NEW ORLEANS — The federal government says it will pay the hotel expenses of some of the nearly 2 million people who fled their homes ahead of Hurricane Gustav, but exactly who will be eligible for assistance and how much it will cost taxpayers was uncertain.
Officials from the Federal Emergency Management Agency planned a telephone news conference late Thursday to answer questions.
Homeland Security Secretary Michael Chertoff said Wednesday in Baton Rouge that FEMA would pay hotel costs “to make sure that people don’t feel economic pressure to return home prematurely, before it’s safe.” He said FEMA would pay hotels directly, so it was unclear whether those who had already paid for rooms and checked out would be eligible for reimbursement.
With two other hurricanes threatening the East Coast, the decision to pay for hotels could make it easier to evacuate residents during the next disaster. But doing so also would burden the agency with huge expenses.
The news that hotel costs might be reimbursed came too late for those who have been sleeping at public shelters, such as those in a convention center in Birmingham, Ala. Some of those evacuees said they would have preferred a hotel if they had known FEMA money would be available.
“You can just get cat naps here,” said Aaron Clark, 63, as he sat under a shade tree outside the center. “We didn’t get breakfast this morning because they said something was broke down. It’s just surviving, that’s all it is.”
FEMA officials in Louisiana urged residents affected by the storm to register with the agency and to save receipts that document their spending during the evacuation.
“We’d need receipts, and we’d need to know whether the area they were evacuated from is one of the mandatory-evacuation areas,” said Ed Conley, a FEMA spokesman.

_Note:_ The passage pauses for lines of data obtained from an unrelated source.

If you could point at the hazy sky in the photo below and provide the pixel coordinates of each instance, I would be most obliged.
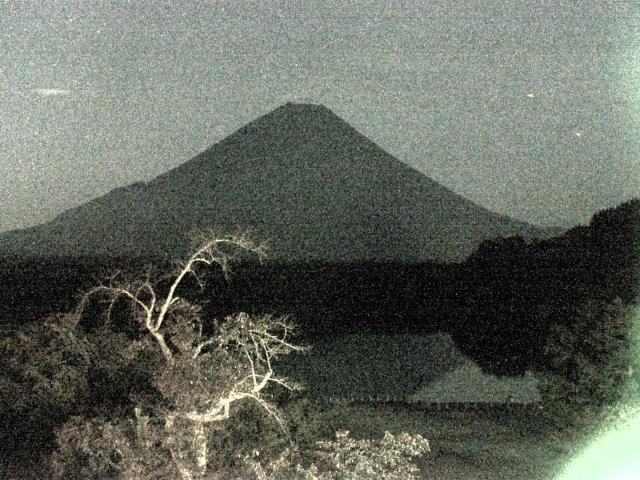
(529, 108)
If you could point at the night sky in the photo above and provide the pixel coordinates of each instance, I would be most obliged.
(529, 108)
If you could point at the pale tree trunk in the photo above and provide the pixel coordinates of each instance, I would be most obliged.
(200, 447)
(190, 458)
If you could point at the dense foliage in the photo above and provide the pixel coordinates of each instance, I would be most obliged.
(173, 395)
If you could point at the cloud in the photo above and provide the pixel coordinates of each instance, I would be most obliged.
(51, 92)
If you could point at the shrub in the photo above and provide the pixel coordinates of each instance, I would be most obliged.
(589, 361)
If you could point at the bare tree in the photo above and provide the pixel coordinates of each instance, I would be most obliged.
(202, 375)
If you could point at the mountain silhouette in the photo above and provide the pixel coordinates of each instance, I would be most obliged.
(300, 178)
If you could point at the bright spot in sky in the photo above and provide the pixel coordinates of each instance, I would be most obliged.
(51, 92)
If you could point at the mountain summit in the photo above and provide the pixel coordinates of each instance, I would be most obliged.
(300, 178)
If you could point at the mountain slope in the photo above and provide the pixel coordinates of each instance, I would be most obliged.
(300, 178)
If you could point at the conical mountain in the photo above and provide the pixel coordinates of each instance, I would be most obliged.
(298, 177)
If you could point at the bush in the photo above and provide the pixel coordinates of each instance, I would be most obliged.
(589, 361)
(44, 369)
(185, 399)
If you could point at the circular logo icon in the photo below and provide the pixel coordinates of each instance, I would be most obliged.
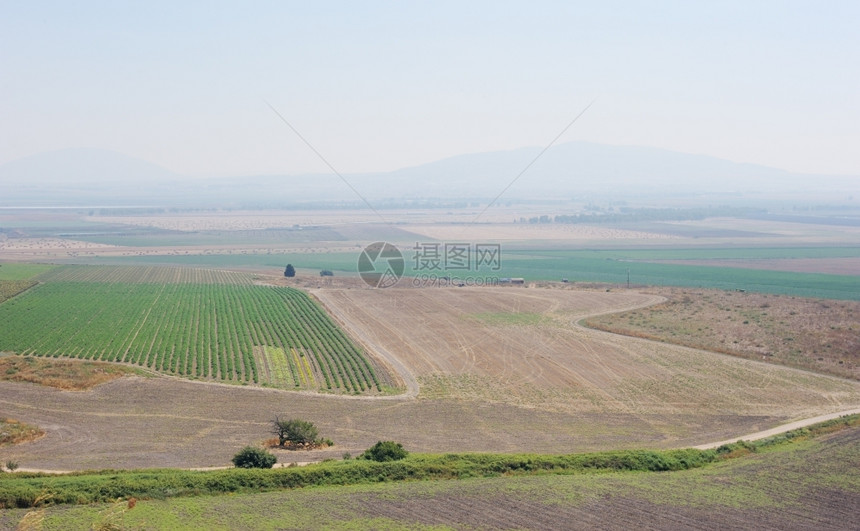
(380, 264)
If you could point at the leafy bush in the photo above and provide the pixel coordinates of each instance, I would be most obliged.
(250, 457)
(294, 431)
(385, 451)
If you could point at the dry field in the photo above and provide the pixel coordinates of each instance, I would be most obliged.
(782, 232)
(828, 266)
(507, 364)
(522, 347)
(257, 220)
(822, 335)
(529, 232)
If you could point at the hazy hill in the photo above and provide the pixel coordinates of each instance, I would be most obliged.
(575, 170)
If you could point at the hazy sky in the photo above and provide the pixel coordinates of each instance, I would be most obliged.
(382, 85)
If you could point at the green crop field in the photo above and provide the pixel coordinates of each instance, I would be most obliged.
(586, 265)
(14, 271)
(192, 323)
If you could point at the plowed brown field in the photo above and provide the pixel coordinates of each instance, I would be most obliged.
(523, 346)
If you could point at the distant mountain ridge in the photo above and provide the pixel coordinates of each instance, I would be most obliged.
(567, 171)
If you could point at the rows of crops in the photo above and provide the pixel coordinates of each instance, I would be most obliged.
(10, 288)
(207, 331)
(143, 274)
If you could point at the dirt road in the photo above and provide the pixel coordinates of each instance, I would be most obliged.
(779, 429)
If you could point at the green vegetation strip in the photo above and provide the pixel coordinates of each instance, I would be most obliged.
(10, 288)
(26, 490)
(16, 271)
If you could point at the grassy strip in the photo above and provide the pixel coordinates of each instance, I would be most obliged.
(25, 490)
(14, 432)
(10, 288)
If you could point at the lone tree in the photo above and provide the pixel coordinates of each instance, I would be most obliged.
(294, 431)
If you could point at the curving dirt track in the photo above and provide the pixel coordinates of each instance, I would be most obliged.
(500, 370)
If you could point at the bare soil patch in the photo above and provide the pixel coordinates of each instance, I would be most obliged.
(829, 266)
(163, 422)
(821, 335)
(70, 375)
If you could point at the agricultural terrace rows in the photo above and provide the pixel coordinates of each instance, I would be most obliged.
(208, 331)
(10, 288)
(143, 274)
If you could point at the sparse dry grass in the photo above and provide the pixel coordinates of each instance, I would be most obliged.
(14, 432)
(68, 375)
(822, 335)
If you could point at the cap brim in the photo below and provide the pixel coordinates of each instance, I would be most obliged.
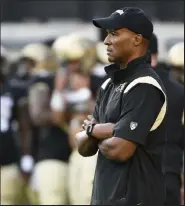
(104, 23)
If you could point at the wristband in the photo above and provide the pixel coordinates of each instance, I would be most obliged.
(57, 101)
(90, 129)
(27, 163)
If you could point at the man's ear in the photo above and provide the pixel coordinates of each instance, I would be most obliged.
(138, 39)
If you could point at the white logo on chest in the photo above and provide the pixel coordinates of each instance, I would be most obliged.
(119, 11)
(133, 125)
(120, 87)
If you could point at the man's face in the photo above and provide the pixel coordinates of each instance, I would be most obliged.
(120, 45)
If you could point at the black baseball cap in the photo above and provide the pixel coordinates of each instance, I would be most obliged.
(131, 18)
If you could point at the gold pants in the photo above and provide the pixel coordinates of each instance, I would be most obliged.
(51, 177)
(81, 175)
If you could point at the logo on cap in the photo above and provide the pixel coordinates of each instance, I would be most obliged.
(133, 125)
(119, 11)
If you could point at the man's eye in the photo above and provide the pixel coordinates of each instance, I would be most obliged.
(113, 33)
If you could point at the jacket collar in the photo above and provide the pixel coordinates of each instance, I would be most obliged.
(117, 75)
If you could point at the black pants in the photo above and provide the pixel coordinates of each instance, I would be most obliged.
(173, 185)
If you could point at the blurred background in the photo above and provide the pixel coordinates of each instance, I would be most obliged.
(52, 59)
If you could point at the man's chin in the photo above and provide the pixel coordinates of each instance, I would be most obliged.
(111, 59)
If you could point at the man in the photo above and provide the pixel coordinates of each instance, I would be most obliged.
(14, 141)
(128, 116)
(174, 152)
(74, 90)
(51, 147)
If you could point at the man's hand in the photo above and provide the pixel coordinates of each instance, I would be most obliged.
(90, 120)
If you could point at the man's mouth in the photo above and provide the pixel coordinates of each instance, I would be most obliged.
(109, 51)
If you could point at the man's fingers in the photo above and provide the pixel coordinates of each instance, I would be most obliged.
(90, 117)
(87, 122)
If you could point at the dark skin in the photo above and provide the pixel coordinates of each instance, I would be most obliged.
(123, 46)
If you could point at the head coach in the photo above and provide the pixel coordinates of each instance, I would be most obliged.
(129, 114)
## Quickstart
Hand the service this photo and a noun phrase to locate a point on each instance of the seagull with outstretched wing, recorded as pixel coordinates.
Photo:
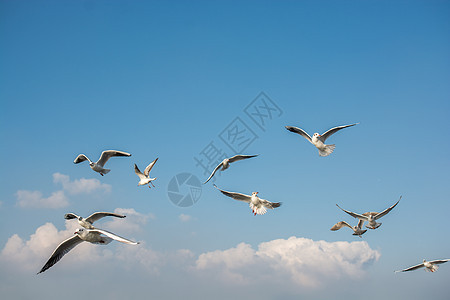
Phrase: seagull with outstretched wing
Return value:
(94, 236)
(371, 217)
(144, 178)
(430, 266)
(225, 164)
(98, 166)
(357, 230)
(318, 140)
(259, 206)
(89, 221)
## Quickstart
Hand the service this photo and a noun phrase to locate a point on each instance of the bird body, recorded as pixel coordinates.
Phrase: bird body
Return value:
(99, 165)
(225, 164)
(94, 236)
(357, 230)
(371, 217)
(144, 178)
(430, 266)
(318, 140)
(259, 206)
(89, 221)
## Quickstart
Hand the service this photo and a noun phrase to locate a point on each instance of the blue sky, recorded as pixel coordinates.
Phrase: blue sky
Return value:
(164, 79)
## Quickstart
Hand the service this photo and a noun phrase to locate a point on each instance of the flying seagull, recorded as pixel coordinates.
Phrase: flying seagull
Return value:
(98, 166)
(145, 178)
(87, 222)
(225, 164)
(356, 229)
(319, 140)
(430, 266)
(94, 236)
(259, 206)
(371, 217)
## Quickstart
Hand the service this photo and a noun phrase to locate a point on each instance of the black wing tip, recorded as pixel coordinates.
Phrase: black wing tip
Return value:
(290, 128)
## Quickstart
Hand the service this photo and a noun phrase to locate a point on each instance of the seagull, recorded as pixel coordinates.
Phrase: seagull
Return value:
(225, 164)
(356, 229)
(98, 166)
(94, 236)
(371, 217)
(319, 140)
(430, 266)
(145, 178)
(259, 206)
(87, 223)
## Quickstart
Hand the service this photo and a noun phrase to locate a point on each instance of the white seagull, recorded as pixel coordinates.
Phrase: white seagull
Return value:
(87, 222)
(94, 236)
(371, 217)
(145, 177)
(356, 229)
(430, 266)
(225, 164)
(98, 166)
(319, 140)
(259, 206)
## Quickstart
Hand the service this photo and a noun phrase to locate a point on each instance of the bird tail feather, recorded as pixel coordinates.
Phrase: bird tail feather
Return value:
(328, 150)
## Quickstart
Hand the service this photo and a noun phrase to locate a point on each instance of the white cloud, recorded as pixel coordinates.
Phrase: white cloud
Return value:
(290, 264)
(301, 261)
(184, 218)
(133, 222)
(82, 185)
(34, 199)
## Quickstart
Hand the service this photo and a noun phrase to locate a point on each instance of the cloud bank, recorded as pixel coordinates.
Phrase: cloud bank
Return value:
(301, 261)
(295, 263)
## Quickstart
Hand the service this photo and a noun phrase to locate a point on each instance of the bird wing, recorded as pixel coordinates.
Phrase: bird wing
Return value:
(355, 215)
(360, 223)
(138, 172)
(114, 236)
(240, 157)
(387, 210)
(411, 268)
(439, 261)
(98, 215)
(149, 167)
(236, 196)
(70, 216)
(81, 158)
(333, 130)
(270, 205)
(108, 154)
(60, 251)
(214, 172)
(339, 225)
(299, 131)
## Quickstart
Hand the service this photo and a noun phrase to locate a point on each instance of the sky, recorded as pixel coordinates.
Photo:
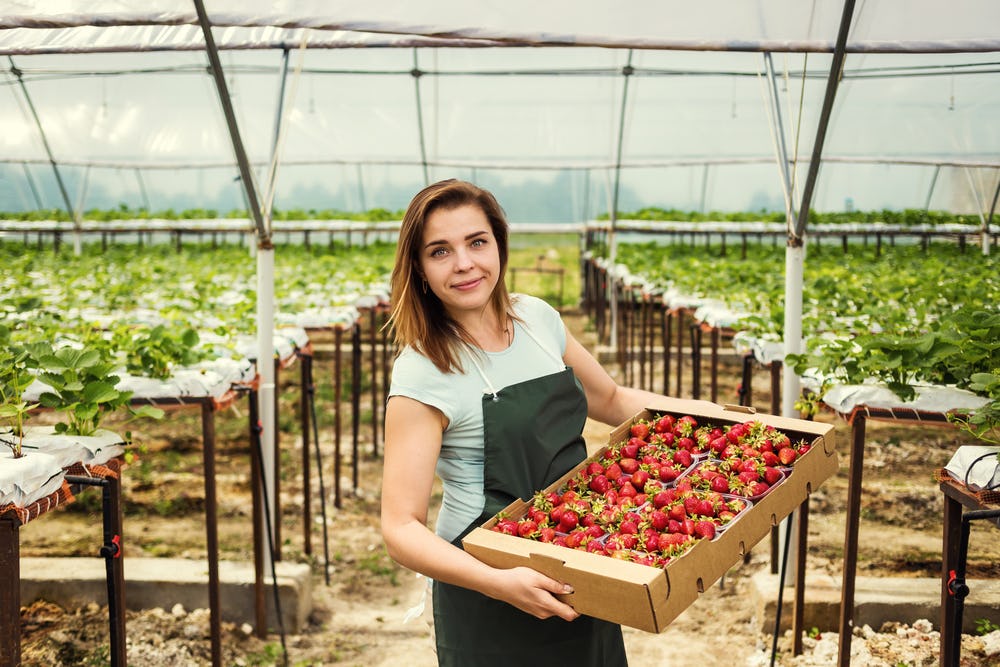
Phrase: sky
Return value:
(539, 126)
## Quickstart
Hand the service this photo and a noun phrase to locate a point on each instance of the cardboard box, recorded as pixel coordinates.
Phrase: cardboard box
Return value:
(649, 598)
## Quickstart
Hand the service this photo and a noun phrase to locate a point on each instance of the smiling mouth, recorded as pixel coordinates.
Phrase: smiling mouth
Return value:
(469, 284)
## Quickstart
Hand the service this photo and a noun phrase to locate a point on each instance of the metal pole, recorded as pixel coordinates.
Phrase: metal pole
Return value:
(627, 72)
(416, 74)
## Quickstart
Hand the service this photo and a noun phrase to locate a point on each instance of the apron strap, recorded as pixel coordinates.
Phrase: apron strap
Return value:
(547, 349)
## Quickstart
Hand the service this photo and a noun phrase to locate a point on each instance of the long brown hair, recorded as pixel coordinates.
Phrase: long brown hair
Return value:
(418, 317)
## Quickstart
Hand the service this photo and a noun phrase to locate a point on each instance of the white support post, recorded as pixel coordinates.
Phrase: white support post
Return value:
(265, 394)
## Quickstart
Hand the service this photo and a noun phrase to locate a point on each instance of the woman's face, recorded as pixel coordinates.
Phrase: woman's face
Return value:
(460, 258)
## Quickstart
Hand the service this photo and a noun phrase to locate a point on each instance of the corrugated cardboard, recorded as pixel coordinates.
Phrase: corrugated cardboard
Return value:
(649, 598)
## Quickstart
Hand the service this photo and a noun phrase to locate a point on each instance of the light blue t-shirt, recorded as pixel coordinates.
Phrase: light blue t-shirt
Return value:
(459, 397)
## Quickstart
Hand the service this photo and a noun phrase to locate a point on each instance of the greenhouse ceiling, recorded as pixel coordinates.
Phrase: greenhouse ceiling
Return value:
(556, 106)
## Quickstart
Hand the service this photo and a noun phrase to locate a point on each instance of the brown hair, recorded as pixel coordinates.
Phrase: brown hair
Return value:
(418, 317)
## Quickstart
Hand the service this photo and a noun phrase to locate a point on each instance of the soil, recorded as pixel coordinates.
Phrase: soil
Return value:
(359, 618)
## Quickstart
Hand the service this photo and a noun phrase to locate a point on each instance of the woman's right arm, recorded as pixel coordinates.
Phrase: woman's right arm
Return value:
(412, 444)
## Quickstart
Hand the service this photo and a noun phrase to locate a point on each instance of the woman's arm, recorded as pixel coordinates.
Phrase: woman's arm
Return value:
(607, 401)
(412, 445)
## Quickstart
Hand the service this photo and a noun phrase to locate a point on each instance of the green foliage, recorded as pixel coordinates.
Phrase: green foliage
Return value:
(82, 385)
(156, 351)
(14, 379)
(985, 626)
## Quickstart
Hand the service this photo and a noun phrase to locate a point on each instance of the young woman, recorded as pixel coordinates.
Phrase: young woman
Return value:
(490, 392)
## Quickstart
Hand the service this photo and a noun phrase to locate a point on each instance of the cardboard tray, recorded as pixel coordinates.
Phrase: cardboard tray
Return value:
(649, 598)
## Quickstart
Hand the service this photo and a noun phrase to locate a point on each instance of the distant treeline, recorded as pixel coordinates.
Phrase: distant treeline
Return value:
(123, 212)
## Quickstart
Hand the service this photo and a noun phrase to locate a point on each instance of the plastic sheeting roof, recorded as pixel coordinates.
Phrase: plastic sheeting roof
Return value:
(880, 26)
(912, 125)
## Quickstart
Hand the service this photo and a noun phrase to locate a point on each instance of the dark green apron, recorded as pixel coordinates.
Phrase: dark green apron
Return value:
(532, 438)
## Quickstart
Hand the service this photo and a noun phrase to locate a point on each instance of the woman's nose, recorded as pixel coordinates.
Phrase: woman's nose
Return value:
(463, 260)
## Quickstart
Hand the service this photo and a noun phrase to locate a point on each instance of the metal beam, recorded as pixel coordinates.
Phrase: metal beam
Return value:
(246, 174)
(795, 236)
(45, 142)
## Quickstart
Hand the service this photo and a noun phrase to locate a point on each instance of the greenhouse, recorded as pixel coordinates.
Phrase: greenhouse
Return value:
(786, 209)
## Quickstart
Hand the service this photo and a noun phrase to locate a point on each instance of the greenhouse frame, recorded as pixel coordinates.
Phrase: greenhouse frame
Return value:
(569, 111)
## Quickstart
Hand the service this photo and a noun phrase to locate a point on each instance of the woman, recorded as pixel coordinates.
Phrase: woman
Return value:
(491, 393)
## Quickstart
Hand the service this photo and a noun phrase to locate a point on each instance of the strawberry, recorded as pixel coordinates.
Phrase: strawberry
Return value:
(719, 484)
(667, 473)
(663, 498)
(630, 449)
(506, 526)
(772, 475)
(527, 528)
(628, 465)
(787, 455)
(568, 521)
(640, 430)
(704, 530)
(599, 484)
(664, 424)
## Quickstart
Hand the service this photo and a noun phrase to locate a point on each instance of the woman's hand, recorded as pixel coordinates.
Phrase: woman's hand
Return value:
(533, 593)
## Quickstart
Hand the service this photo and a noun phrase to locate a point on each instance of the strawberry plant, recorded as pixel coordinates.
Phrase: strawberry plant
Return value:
(14, 379)
(81, 386)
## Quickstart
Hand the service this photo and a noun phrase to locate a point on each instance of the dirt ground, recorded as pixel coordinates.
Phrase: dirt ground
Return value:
(359, 619)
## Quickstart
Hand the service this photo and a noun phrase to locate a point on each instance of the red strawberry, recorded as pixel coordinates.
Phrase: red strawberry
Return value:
(719, 484)
(704, 529)
(668, 473)
(568, 521)
(663, 498)
(527, 528)
(626, 490)
(772, 475)
(628, 527)
(599, 484)
(630, 449)
(628, 465)
(683, 458)
(664, 424)
(639, 430)
(506, 526)
(787, 455)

Conley was asked, as an example, whether a family could be reimbursed for hotel expenses after leaving New Orleans on Sunday, checking into a Tennessee hotel, then returning after two, three or four nights.
“That’s exactly the family we want to get in touch with us,” Conley said.
Details unclear
The minimum number of days that would be covered had not been determined, and it was unclear whether food and fuel costs incurred while on the road would be covered.
A Georgia Emergency Management Agency spokesman said Thursday that the agency had received a handful of calls in recent days from evacuees asking for gas money to return home. The state is referring those people to FEMA and the Red Cross.
Some evacuees also wondered whether FEMA would cover their lost wages and other expenses after they return to New Orleans.
In the Birmingham shelter, Carlos Pavilus of New Orleans said he would give anything to be in a hotel.
“I’m so tired of smelling tennis shoes and diapers. We have no laundry. We have nothing,” Pavilus said.
The path of Hurricane Gustav offered New Orleans a reprieve, but 80 miles away — where utilities say the devastation was the worst they have ever seen — the storm offered nothing but punishment.
The region’s top power company, Entergy Corp., said the Baton Rouge area has never suffered damage as severe as that caused by Gustav. The last storm that caused damage close to Gustav was in 1992, when Hurricane Andrew hit south Florida, crossed the Gulf of Mexico and then slammed Louisiana.
Dixie Electric Membership Corp., a co-op based in Baton Rouge, at one time reported that all 95,000 members were without power.
Entergy and Dixie Electric have said it may be weeks before all power is restored.
The Department of Energy said Thursday morning that 1 million customers were without power, including 925,963 in Louisiana.